Hyperemesis:Advice for Fathers
How Best to Help - as a Father
It is usual for a mother to look to a father for support so your response to her and her illness will have a great effect. Reliable and consistent help is greatly required. Keep reading to see some tips and suggestions especially for fathers, to help her through this difficult time:
- Encourage her to be as active as possible but bear in mind that she will need to rest frequently. You can help her do any exercises which health professionals have recommended and try out comfort products that ease the pain of muscle loss. Encourage her to take sufficient bed rest.
- Hire as much help as needed. Examples of this include house cleaning, childcare and cooking. Try to pick the tasks which you find it hard to do or fit into your schedule.
- If you can, contact family and friends who are close to her. Try to educate them on her illness and ask what they can do to help out. Even a weekly phone call is better than nothing and will hopefully cheer her up a bit.
- Even if you are frustrated with the situation, try not to verbalize these frustrations in a way which will make her feel guilty. That will only create stress for you both. It is important to talk about your feelings and try to find ways of coping and making things easier without straining your relationship.
- If you are finding it hard to cope, you should seek professional counselling. This is a sign of courage, not one of weakness. Severe morning sickness can be a very stressful and sometimes overwhelming condition and the professionals will be able to help.
- Look for foods she can eat and prepare them for her as soon as she feels she wants some. Preparing food can increase nausea and creates an aversion to the food itself.
- Try to eliminate triggers of her nausea and vomiting by avoiding foods she finds intolerable. Eat foods that don't have much odor or eat odorous ones away from the house.
- Think of something different to do each week to add some enjoyment to her life, such as brief outings, picking out baby names or a special at-home date night. She can become very depressed with HG. If she is ill during the holidays, try to find other ways she can participate in the festivities.
- If you have other children at home, try to keep life normal by keeping the focus off mom being ill. Tell them she will be well again soon. If they become moody or withdrawn, you might need to contact a child psychologist for advice.

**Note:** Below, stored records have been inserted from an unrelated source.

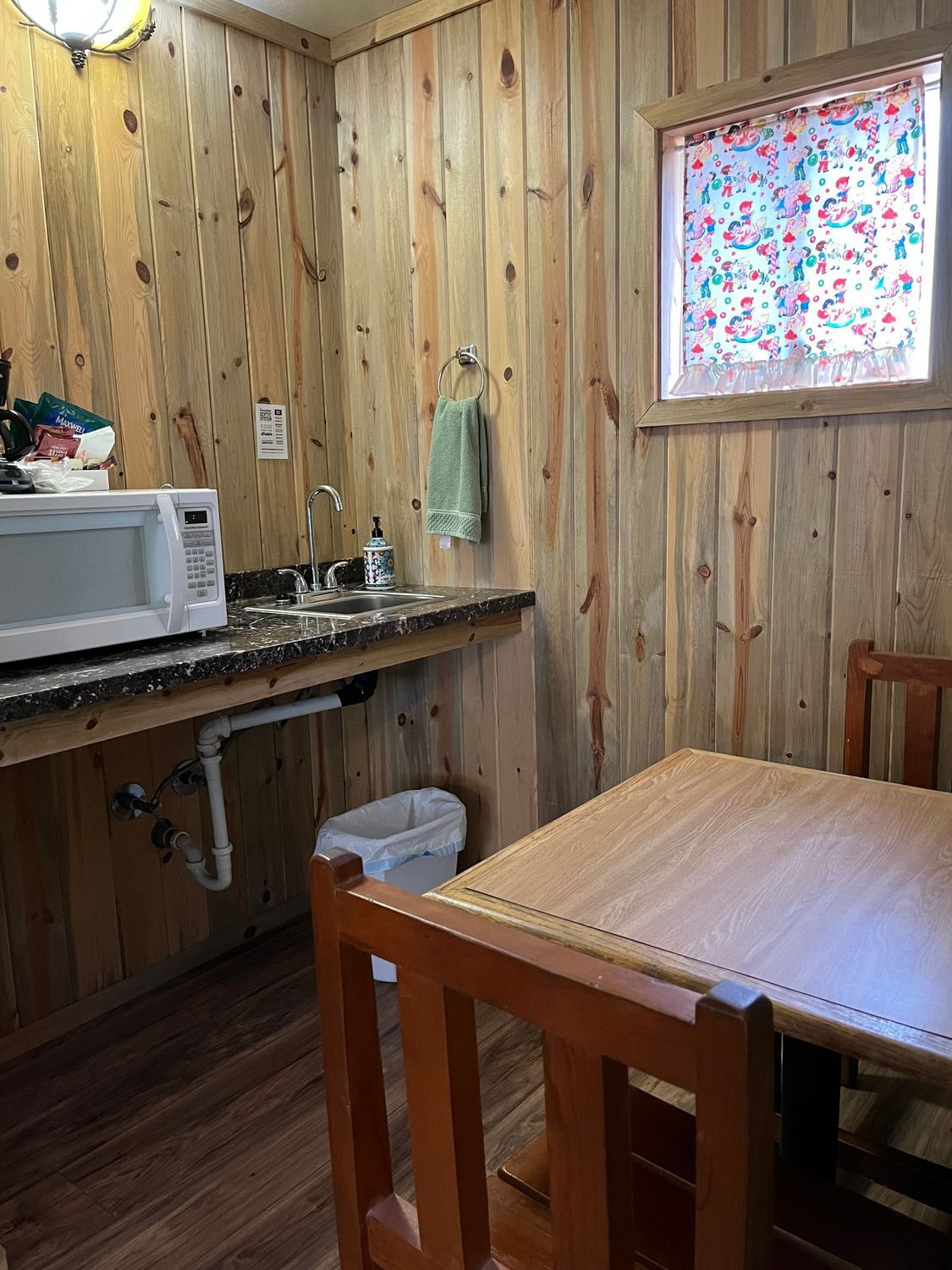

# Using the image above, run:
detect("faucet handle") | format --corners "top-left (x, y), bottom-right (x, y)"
top-left (277, 569), bottom-right (310, 596)
top-left (324, 560), bottom-right (350, 591)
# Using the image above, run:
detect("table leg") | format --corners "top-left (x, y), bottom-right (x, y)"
top-left (781, 1036), bottom-right (840, 1178)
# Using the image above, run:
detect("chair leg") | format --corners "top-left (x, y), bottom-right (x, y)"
top-left (839, 1054), bottom-right (860, 1090)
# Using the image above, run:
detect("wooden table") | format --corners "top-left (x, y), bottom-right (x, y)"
top-left (434, 749), bottom-right (952, 1096)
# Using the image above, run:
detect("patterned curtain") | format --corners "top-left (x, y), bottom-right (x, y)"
top-left (673, 79), bottom-right (926, 396)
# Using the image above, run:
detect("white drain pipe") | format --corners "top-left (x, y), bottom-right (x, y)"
top-left (164, 690), bottom-right (345, 891)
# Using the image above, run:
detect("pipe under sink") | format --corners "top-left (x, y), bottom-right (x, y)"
top-left (245, 591), bottom-right (446, 621)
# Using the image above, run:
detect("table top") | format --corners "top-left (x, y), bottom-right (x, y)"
top-left (434, 749), bottom-right (952, 1080)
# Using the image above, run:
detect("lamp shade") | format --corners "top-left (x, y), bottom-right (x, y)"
top-left (14, 0), bottom-right (154, 66)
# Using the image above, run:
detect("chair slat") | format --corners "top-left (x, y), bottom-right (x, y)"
top-left (903, 683), bottom-right (942, 790)
top-left (542, 1033), bottom-right (635, 1270)
top-left (311, 853), bottom-right (393, 1270)
top-left (695, 983), bottom-right (774, 1270)
top-left (843, 639), bottom-right (952, 789)
top-left (843, 639), bottom-right (872, 776)
top-left (398, 972), bottom-right (490, 1270)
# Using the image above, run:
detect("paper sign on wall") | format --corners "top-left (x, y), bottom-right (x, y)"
top-left (256, 401), bottom-right (289, 459)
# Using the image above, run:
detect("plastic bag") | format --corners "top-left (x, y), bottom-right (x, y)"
top-left (17, 459), bottom-right (96, 494)
top-left (317, 787), bottom-right (466, 874)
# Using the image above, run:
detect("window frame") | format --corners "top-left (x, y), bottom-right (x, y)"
top-left (632, 23), bottom-right (952, 428)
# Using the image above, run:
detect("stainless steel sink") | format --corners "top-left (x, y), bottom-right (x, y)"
top-left (245, 591), bottom-right (446, 621)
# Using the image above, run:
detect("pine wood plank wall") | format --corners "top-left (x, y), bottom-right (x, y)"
top-left (335, 0), bottom-right (952, 820)
top-left (0, 3), bottom-right (350, 1035)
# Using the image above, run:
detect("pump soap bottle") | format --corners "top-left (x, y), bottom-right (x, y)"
top-left (363, 516), bottom-right (393, 591)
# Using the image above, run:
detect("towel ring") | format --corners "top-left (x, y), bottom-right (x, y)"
top-left (437, 345), bottom-right (487, 401)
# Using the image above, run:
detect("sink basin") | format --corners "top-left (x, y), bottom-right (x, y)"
top-left (245, 591), bottom-right (446, 621)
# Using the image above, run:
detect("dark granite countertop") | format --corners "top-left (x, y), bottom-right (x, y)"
top-left (0, 587), bottom-right (536, 724)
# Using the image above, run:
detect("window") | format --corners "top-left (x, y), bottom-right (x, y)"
top-left (635, 28), bottom-right (952, 424)
top-left (665, 73), bottom-right (938, 396)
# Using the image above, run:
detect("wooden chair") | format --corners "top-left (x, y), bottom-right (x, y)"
top-left (311, 851), bottom-right (949, 1270)
top-left (843, 639), bottom-right (952, 789)
top-left (840, 639), bottom-right (952, 1089)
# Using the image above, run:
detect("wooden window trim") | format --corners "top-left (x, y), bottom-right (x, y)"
top-left (634, 23), bottom-right (952, 427)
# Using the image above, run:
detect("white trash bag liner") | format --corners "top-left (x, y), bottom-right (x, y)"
top-left (317, 787), bottom-right (466, 875)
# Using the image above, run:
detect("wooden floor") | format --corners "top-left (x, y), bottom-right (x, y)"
top-left (0, 924), bottom-right (952, 1270)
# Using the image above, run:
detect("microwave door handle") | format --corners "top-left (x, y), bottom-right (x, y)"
top-left (157, 490), bottom-right (187, 635)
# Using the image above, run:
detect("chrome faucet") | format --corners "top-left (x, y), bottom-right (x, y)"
top-left (307, 485), bottom-right (344, 591)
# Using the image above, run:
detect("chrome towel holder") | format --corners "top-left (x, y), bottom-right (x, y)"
top-left (437, 345), bottom-right (487, 401)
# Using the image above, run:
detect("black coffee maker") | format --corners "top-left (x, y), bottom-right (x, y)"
top-left (0, 358), bottom-right (33, 494)
top-left (0, 358), bottom-right (33, 461)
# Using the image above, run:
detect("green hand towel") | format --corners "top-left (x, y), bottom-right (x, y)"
top-left (426, 396), bottom-right (489, 543)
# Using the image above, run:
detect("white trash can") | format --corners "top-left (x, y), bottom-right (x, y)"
top-left (317, 787), bottom-right (466, 983)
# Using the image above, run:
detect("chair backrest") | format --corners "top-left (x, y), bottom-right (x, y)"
top-left (843, 639), bottom-right (952, 789)
top-left (311, 850), bottom-right (774, 1270)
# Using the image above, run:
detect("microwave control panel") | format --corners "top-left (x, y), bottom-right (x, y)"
top-left (179, 507), bottom-right (218, 599)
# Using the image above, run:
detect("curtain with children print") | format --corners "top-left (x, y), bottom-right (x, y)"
top-left (672, 79), bottom-right (926, 396)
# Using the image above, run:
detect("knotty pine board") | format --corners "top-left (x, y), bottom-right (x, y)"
top-left (337, 0), bottom-right (952, 833)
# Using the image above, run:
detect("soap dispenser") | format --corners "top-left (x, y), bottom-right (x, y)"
top-left (363, 516), bottom-right (393, 591)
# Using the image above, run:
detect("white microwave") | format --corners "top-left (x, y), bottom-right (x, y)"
top-left (0, 489), bottom-right (228, 665)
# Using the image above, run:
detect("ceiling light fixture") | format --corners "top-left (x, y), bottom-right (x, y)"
top-left (13, 0), bottom-right (155, 70)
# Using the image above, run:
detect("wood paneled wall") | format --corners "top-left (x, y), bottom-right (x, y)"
top-left (335, 0), bottom-right (952, 818)
top-left (0, 0), bottom-right (363, 1035)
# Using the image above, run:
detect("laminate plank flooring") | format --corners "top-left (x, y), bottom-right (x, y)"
top-left (0, 922), bottom-right (952, 1270)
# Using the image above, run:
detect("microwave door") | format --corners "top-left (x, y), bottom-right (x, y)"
top-left (157, 490), bottom-right (188, 635)
top-left (0, 490), bottom-right (187, 660)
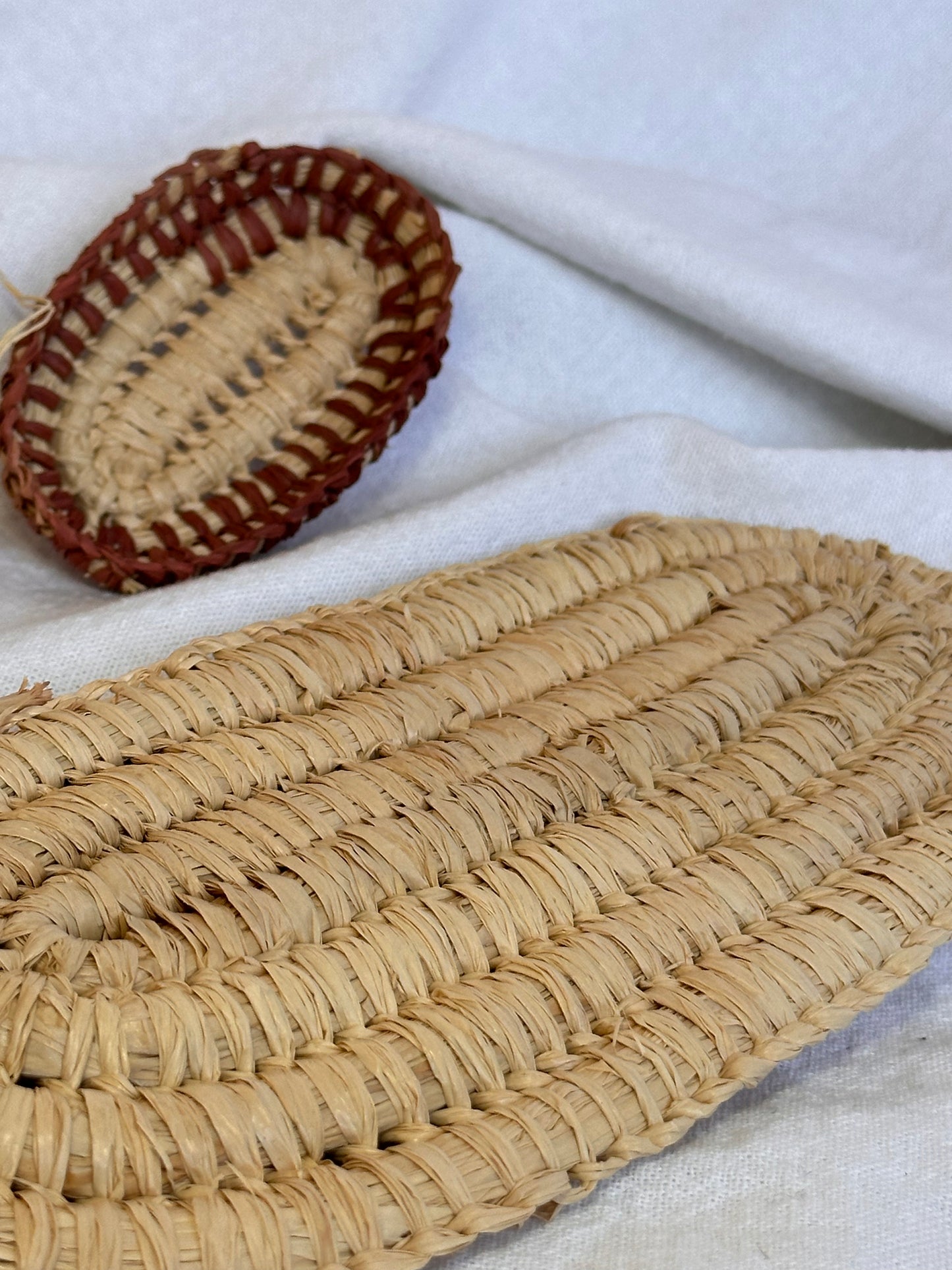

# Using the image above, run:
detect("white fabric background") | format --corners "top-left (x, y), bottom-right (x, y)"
top-left (0, 0), bottom-right (952, 1270)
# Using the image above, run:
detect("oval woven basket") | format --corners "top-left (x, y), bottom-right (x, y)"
top-left (0, 142), bottom-right (459, 591)
top-left (0, 517), bottom-right (952, 1270)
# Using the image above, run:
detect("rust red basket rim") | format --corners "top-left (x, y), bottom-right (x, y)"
top-left (0, 142), bottom-right (459, 589)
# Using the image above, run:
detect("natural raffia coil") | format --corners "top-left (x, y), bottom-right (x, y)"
top-left (0, 515), bottom-right (952, 1270)
top-left (0, 142), bottom-right (459, 591)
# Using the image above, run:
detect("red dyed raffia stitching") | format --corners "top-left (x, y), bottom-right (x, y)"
top-left (0, 141), bottom-right (459, 589)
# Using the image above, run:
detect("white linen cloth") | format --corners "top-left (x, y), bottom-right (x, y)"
top-left (0, 0), bottom-right (952, 1270)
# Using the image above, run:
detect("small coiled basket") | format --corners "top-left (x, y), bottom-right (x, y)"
top-left (0, 142), bottom-right (459, 592)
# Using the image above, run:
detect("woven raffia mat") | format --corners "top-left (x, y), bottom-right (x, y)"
top-left (0, 517), bottom-right (952, 1270)
top-left (0, 142), bottom-right (459, 592)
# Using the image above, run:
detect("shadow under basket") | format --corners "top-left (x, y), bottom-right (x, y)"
top-left (0, 142), bottom-right (459, 592)
top-left (0, 515), bottom-right (952, 1270)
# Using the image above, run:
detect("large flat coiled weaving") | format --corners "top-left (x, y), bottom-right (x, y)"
top-left (0, 515), bottom-right (952, 1270)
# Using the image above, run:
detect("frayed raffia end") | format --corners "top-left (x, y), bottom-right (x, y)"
top-left (0, 270), bottom-right (56, 357)
top-left (0, 679), bottom-right (53, 732)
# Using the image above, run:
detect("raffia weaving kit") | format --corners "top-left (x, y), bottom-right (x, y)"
top-left (0, 144), bottom-right (952, 1270)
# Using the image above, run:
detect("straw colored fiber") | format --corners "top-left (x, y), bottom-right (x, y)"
top-left (0, 142), bottom-right (457, 591)
top-left (0, 515), bottom-right (952, 1270)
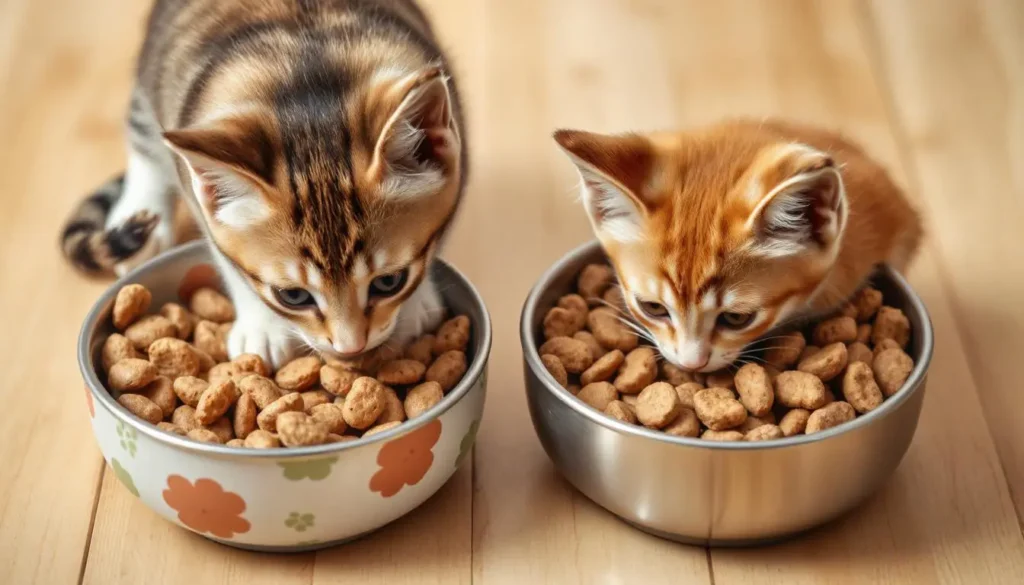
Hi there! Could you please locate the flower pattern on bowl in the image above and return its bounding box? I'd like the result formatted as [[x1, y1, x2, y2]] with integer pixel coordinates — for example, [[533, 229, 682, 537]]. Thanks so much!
[[164, 475, 252, 539], [370, 419, 441, 498], [278, 457, 338, 482]]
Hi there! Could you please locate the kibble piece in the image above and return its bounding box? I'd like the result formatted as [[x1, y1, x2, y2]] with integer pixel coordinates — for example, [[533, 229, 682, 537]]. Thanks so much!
[[577, 382, 618, 412], [613, 347, 657, 394], [196, 380, 239, 424], [778, 409, 811, 436], [853, 287, 882, 321], [700, 429, 743, 442], [587, 307, 640, 353], [676, 382, 703, 409], [580, 349, 626, 385], [734, 364, 775, 416], [813, 317, 857, 347], [172, 376, 210, 408], [806, 401, 857, 434], [705, 370, 736, 390], [541, 337, 594, 374], [148, 337, 200, 380], [278, 412, 328, 447], [743, 424, 785, 441], [797, 341, 849, 382], [362, 422, 401, 436], [572, 331, 608, 362], [319, 364, 361, 396], [231, 392, 258, 438], [309, 405, 347, 434], [604, 401, 637, 424], [231, 353, 270, 377], [403, 333, 436, 366], [342, 376, 387, 430], [138, 376, 178, 418], [194, 321, 227, 362], [871, 348, 913, 398], [160, 302, 196, 339], [273, 356, 321, 391], [112, 284, 153, 331], [377, 360, 427, 386], [106, 358, 157, 392], [434, 315, 469, 356], [253, 392, 303, 432], [636, 382, 683, 428], [118, 394, 164, 424], [206, 416, 234, 443], [185, 427, 220, 444], [246, 429, 281, 449], [765, 331, 807, 370], [171, 405, 203, 432], [846, 341, 874, 366], [541, 353, 569, 388], [99, 333, 140, 372], [871, 306, 910, 348], [693, 387, 746, 430], [188, 287, 234, 323], [125, 315, 177, 350], [157, 422, 185, 436], [662, 408, 700, 437], [577, 264, 615, 302], [775, 370, 827, 410], [424, 349, 468, 392], [843, 362, 885, 414]]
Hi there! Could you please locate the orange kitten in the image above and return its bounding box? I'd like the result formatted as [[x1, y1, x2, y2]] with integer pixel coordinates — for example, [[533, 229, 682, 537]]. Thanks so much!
[[555, 121, 922, 372]]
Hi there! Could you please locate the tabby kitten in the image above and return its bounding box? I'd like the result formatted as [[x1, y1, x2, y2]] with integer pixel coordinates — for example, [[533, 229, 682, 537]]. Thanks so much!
[[555, 121, 922, 372], [62, 0, 467, 366]]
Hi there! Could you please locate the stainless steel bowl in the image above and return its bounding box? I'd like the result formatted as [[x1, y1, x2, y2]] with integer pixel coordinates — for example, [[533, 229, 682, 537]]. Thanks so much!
[[78, 242, 490, 552], [520, 242, 933, 546]]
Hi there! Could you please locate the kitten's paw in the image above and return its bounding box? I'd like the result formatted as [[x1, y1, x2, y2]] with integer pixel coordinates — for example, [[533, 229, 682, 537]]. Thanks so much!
[[391, 280, 444, 347], [227, 316, 302, 370]]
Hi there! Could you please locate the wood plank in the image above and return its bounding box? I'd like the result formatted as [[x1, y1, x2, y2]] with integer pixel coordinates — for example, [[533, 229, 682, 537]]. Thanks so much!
[[870, 0, 1024, 521]]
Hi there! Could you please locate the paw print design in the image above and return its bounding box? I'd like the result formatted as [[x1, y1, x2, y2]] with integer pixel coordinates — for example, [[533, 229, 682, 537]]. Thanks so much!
[[118, 421, 137, 457], [285, 512, 314, 532]]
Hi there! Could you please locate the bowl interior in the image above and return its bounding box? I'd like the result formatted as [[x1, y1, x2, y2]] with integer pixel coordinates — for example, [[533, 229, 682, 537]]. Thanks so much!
[[519, 241, 934, 450], [78, 241, 492, 459]]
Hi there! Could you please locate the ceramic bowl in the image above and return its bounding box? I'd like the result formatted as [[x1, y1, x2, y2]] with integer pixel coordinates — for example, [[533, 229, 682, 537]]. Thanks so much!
[[78, 242, 490, 551], [520, 243, 933, 545]]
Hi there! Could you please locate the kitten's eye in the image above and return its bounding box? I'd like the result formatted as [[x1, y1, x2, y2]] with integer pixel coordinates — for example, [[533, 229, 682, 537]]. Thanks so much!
[[718, 312, 758, 329], [370, 268, 409, 298], [273, 288, 316, 308], [637, 300, 669, 319]]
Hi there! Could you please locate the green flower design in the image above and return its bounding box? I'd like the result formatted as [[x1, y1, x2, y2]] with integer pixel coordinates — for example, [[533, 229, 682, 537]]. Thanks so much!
[[285, 512, 313, 532], [118, 421, 137, 457], [111, 458, 138, 498], [455, 420, 480, 469], [278, 457, 338, 482]]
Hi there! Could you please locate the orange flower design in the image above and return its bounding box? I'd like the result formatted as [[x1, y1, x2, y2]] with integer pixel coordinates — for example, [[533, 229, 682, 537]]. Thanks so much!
[[164, 475, 251, 538], [370, 420, 441, 498]]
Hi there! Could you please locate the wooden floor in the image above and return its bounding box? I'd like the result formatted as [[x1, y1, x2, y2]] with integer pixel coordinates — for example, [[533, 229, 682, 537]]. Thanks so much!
[[0, 0, 1024, 585]]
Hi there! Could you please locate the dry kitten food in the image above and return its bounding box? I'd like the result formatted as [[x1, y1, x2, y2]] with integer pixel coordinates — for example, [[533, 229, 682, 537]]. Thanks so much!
[[544, 264, 914, 441], [99, 284, 471, 449]]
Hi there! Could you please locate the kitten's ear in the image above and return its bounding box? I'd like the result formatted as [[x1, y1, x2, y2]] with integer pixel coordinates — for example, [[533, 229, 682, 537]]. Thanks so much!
[[164, 119, 273, 229], [745, 144, 847, 257], [370, 67, 460, 200], [554, 130, 654, 242]]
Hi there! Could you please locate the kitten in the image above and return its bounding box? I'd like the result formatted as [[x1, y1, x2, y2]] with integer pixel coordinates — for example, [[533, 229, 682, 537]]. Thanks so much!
[[554, 121, 922, 372], [62, 0, 467, 366]]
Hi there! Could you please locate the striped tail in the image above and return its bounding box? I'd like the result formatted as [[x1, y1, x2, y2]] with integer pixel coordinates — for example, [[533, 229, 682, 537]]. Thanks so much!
[[60, 174, 159, 277]]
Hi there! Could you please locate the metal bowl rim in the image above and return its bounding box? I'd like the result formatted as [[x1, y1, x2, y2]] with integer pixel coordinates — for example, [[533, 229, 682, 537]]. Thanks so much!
[[78, 240, 492, 460], [519, 240, 935, 451]]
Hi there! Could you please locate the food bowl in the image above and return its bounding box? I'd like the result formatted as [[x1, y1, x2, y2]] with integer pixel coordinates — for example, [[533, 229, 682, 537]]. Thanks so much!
[[78, 242, 490, 552], [520, 242, 933, 546]]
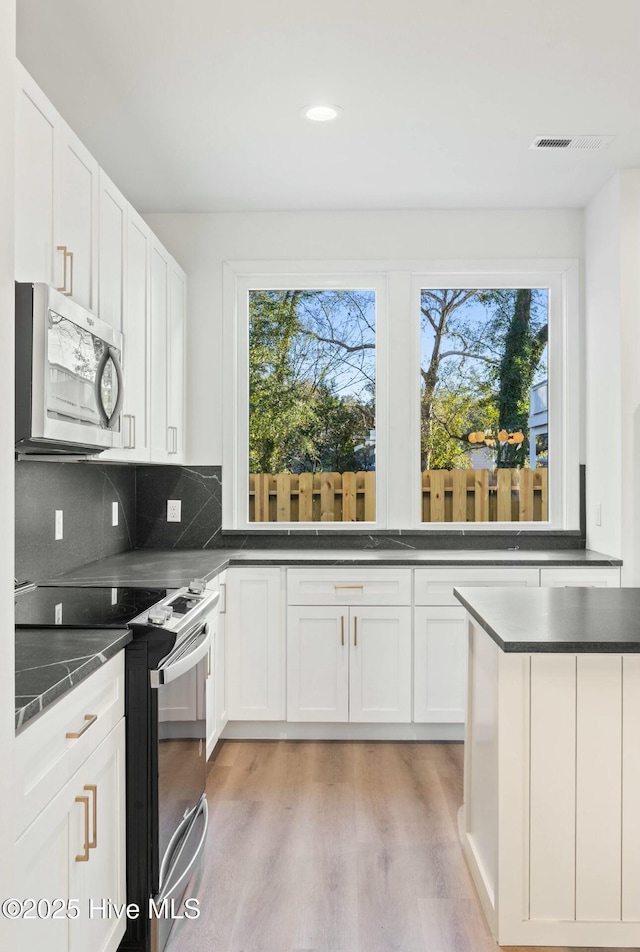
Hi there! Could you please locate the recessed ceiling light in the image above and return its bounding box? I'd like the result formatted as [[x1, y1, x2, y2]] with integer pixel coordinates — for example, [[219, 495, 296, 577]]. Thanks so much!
[[301, 106, 342, 122]]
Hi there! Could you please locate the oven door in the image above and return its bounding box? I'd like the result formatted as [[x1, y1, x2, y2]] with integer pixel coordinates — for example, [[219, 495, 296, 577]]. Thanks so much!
[[150, 623, 211, 952]]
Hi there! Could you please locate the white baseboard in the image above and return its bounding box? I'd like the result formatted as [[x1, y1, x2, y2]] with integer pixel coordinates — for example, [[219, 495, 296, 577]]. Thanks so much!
[[221, 721, 464, 741]]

- If she wants to cry or become angry as a coping mechanism, offer understanding and suggestions. Recognize and accept her emotions, which are either negatively or positively caused by her illness, the support she is getting and her sensitivity to the hormonal changes to do with the pregnancy.
- Getting her out of the house for a while is a good idea and will treat her to a change of scene. You might just go to a friend's house, the baby store or for a stroll around the park.
- Prepare the children's food.. Make it easy so she can rest as much as necessary without having to spend time in the kitchen.
- Ask her how you can help. Open communication is important and she should feel able to ask you anything.
- Be aware that intimacy is going to be hard or impossible for some time. Don't make any comments which might make her feel pressured or guilty.
- Check that she is receiving effective treatment and the health professional is treating her individual symptoms. If you are not happy with the care she is receiving, find another doctor.
- Learn more about signs of depression, both during pregnancy and after the birth. She is at a higher risk of depression if her symptoms last for more than half the pregnancy or are severe. Make sure help is available to her if needed.